En 1988, Terry Gilliam tourne « Les Aventures du baron de Münchhausen », dont le budget double presque en cours de production. Des rumeurs négatives orchestrées par des rivaux du studio précipitent une sortie confidentielle, provoquant un four commercial retentissant malgré un accueil critique enthousiaste.

Pièce n°260Par Anthony R. · Publié le 13 septembre 2026Score 4/5 — Flop historiqueNotre méthode éditoriale

Le contexte

Le réalisateur britannique Terry Gilliam entreprend en 1987 l’adaptation cinématographique des légendaires exploits du baron de Münchhausen, un projet ambitieux mêlant décors somptueux, effets spéciaux innovants et tournage international en Italie. Le producteur Thomas Schühly négocie initialement un budget de 35 millions de dollars auprès de la 20th Century Fox, mais lorsque Columbia Pictures reprend finalement le financement du film, le nouveau studio refuse catégoriquement de dépasser les 25 millions de dollars, créant d’emblée un écart financier majeur entre les ambitions artistiques du projet et les moyens réellement alloués par ses financeurs.

La décision

Le tournage se heurte à une accumulation de difficultés logistiques et humaines considérables sur les plateaux romains, tandis que le budget initial de 23,5 millions de dollars grimpe finalement jusqu’à 46,63 millions de dollars, une somme que Gilliam lui-même conteste partiellement, affirmant que les coûts réels n’ont jamais réellement approché ce montant final officiellement communiqué. La jeune actrice Sarah Polley, âgée de neuf ans seulement au moment du tournage, décrira plus tard l’expérience comme traumatisante, évoquant des explosions, une eau glaciale et des heures interminables de tournage ayant laissé chez elle des séquelles durables.

La chute

Le soutien du film au sein de Columbia Pictures s’effondre brutalement lorsque David Puttnam, qui avait personnellement obtenu les droits de distribution américains du film, est remplacé à la tête du studio par Dawn Steel, laquelle refuse purement et simplement d’honorer les engagements pris par l’équipe dirigeante précédente. Des rumeurs particulièrement négatives circulent alors dans la presse hollywoodienne, provenant directement de la société de garantie financière du film, dont l’avocat se révèle être lié au producteur rival Ray Stark, lui-même engagé dans une manœuvre visant précisément à évincer Puttnam de la direction de Columbia.

Les conséquences

Columbia limite drastiquement la sortie américaine du film à seulement 117 copies, contre environ 400 copies habituellement réservées même aux films d’art et d’essai, justifiant ce choix par des sondages de sortie de salle jugés défavorables en zone périurbaine.
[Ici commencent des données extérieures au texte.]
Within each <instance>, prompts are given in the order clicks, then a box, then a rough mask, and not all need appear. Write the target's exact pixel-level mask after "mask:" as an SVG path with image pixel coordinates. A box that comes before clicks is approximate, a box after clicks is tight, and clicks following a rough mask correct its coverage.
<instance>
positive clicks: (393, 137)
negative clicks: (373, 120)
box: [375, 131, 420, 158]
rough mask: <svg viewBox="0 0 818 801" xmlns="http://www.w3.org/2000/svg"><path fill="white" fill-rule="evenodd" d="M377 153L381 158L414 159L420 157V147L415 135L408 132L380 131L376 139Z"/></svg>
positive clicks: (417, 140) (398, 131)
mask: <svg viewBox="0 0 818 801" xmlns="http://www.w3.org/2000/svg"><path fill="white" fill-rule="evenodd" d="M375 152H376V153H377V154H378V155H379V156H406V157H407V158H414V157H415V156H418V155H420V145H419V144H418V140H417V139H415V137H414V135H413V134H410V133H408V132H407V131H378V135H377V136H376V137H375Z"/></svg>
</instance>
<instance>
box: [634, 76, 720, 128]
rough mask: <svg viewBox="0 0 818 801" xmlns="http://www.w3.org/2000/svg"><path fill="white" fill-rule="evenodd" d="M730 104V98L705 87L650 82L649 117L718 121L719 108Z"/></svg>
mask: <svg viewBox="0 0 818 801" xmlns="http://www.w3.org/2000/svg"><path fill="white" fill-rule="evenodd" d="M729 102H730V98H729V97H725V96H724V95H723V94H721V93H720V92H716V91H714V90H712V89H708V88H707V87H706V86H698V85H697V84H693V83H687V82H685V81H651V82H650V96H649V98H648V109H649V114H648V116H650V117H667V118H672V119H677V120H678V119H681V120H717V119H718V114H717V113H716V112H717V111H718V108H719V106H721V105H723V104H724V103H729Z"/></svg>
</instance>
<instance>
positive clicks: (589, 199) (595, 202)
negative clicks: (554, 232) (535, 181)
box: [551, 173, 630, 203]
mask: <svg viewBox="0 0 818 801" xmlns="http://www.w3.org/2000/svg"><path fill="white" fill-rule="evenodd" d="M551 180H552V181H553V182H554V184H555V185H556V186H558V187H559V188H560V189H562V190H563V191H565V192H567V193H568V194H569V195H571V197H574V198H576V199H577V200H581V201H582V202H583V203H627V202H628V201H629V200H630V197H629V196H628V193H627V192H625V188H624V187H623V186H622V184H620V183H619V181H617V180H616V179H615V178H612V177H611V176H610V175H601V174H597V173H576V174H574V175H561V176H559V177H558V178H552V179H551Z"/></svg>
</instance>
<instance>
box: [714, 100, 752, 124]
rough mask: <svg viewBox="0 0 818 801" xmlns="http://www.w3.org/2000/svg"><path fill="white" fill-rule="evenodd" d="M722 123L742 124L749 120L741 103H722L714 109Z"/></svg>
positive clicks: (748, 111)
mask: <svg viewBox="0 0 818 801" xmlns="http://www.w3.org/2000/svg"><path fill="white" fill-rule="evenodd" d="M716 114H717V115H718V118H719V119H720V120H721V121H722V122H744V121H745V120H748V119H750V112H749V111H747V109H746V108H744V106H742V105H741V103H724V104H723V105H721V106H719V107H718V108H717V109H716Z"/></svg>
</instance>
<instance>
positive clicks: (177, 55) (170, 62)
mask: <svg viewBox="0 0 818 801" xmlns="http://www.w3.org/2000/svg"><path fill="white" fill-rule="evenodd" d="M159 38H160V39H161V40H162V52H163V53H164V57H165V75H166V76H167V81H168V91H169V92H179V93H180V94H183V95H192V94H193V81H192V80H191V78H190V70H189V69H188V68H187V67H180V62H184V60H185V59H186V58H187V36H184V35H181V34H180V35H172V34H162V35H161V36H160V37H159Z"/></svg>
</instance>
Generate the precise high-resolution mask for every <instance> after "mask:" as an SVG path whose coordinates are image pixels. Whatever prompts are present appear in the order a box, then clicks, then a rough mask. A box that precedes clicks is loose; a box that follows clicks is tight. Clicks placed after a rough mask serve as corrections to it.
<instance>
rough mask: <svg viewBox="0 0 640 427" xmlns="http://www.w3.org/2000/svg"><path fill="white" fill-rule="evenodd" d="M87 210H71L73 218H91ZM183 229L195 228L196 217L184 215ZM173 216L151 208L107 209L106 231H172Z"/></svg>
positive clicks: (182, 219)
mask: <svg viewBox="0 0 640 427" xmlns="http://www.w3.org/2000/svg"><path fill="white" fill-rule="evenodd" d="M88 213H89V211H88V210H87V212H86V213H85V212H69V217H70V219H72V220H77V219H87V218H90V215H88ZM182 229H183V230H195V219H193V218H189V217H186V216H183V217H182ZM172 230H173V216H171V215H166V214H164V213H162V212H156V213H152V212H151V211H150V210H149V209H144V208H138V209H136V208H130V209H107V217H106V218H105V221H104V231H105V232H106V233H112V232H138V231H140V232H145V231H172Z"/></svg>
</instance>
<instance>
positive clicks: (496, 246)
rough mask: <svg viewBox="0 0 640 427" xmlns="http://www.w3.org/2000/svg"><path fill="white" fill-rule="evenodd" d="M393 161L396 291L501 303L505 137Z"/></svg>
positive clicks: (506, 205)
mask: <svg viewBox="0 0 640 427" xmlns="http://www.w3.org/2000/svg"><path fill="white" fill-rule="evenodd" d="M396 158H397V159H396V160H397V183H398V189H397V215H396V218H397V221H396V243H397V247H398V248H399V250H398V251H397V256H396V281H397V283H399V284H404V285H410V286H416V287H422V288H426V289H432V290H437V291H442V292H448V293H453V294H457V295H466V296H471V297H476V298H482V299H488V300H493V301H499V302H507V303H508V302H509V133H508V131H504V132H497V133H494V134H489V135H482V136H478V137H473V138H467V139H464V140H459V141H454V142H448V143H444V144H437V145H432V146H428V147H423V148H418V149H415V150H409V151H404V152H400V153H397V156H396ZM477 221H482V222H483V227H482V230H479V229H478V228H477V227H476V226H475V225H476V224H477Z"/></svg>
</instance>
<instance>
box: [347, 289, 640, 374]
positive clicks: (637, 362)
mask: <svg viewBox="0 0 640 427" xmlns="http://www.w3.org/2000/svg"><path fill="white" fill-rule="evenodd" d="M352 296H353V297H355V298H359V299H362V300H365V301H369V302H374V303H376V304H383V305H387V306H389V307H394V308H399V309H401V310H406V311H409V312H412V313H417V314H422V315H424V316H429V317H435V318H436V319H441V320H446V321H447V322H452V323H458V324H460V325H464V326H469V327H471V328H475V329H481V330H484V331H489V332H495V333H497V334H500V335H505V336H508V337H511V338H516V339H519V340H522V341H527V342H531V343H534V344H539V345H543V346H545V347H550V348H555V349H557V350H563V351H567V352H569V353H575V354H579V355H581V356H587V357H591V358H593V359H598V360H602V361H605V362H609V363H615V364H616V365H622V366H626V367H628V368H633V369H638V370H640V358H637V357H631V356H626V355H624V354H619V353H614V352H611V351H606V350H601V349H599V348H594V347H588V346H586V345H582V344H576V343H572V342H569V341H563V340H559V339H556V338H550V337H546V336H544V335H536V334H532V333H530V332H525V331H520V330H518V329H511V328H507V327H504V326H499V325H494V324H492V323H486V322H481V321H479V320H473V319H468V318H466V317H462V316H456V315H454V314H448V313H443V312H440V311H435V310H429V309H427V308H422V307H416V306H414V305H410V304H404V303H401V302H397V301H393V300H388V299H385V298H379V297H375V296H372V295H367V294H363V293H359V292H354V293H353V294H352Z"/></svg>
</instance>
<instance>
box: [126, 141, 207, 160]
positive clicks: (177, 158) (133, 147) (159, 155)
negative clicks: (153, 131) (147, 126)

Columbia prétend par ailleurs que le film ne sera pas prêt à temps pour une sortie américaine prévue à Noël 1988, repoussant sa première nord-américaine à mars 1989, alors même que le long métrage sort déjà sans encombre en Allemagne de l’Ouest dès le 8 décembre 1988, une contradiction manifeste illustrant le peu d’empressement réel du studio à soutenir sa propre production. Le film ne rapporte finalement que 8,1 millions de dollars de recettes en Amérique du Nord pour un coût de production de 46,6 millions de dollars, un échec commercial cinglant que Gilliam résumera avec une ironie mordante en observant qu’il semblait finalement approprié que Münchhausen, le plus grand menteur du monde, ait lui-même été victime de quelques-uns des plus grands menteurs du monde réel.

Et depuis ?

Malgré cet échec commercial retentissant, le film reçoit un accueil critique remarquablement enthousiaste, avec 90 % d’avis favorables recensés sur l’agrégateur Rotten Tomatoes et quatre nominations aux Oscars pour ses décors, ses costumes, ses maquillages et ses effets visuels, en plus de trois récompenses aux BAFTA britanniques. Le critique Roger Ebert salue notamment des effets spéciaux qu’il qualifie d’étonnants, tandis que son confrère Richard Corliss le décrit comme le film fantastique le plus inventif depuis le précédent long métrage de Gilliam, Brazil, un précédent tournage déjà marqué lui aussi par un conflit retentissant avec son studio de production, tandis que Les Aventures du baron de Münchhausen s’impose depuis durablement comme un classique culte régulièrement réévalué, illustrant à quel point un échec commercial retentissant, largement provoqué par des manœuvres internes de studio étrangères aux qualités intrinsèques du film, ne préjuge en rien de sa valeur artistique reconnue avec le recul des décennies suivantes.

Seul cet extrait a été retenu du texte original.